Tonight I was reading this piece about bad choices in storage creating a cascading failure for an email service provider. Mistakes were compounded on mistakes here, but I think the smartest way to keep this from happening would be to avoid it all together.
The premise is pretty simple. Customer buys storage with redundant controllers. Customer installs equipment and forgets about it. Load increases to the point where it exceeds the capacity of one controller (no alert from equipment). One controller fails. Service slows to a crawl (customer is not monitoring the equipment).
Obviously there were a number of dumb things done here. Not monitoring load and allowing capacity to drop below N+1, resulting in a cascading failure when the first controller failed, is a big one (read up on Google’s gmail debacle from last year for another perfect example of this). Not monitoring for the hardware failure is another. Not engineering for growth is a major one.
It goes without saying that doing a decent job of engineering and monitoring the equipment would have nipped this problem is the bud. Also, choosing equipment that was more proactive about alarming traffic overload conditions would have been a good idea, as well as better, albeit more expensive, redundancy.
I think there’s another, better, alternative. Build the service on an IaaS cloud computing service. Consider disaster recovery (or even better, disaster avoidance) with our cloud computing service.
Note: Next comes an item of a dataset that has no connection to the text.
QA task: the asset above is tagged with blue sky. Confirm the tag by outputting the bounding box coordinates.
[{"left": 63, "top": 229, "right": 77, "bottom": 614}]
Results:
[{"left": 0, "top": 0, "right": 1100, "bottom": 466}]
Have a virtual server shut down unexpectedly? Our VM watchdog service automatically restarts it. Have a load balancer virtual machine fail? The redundant load balancer automatically takes over. Have a physical host server or the cloud pool master fail? Our host watchdog automatically restarts the virtual machines on a running host server.
Need more CPU power or memory? 30 seconds adds either one. Run out of capacity altogether? 5 minutes clones an existing virtual web server, sets a new IP address, and adds it to the balancer.
Not only can our cloud computing service handle almost anything short of a smoking hole disaster without having to be watched, flubbing capacity engineering is no longer an expensive and painful thing to correct. It’s now simple to avoid overload failures as well as adjust for unanticipated load increases. And best of all, you no longer have to deal with a fallible and overpriced piece of prima donna hardware in the data center.
The best solution to a problem usually is to avoid it completely in the first place.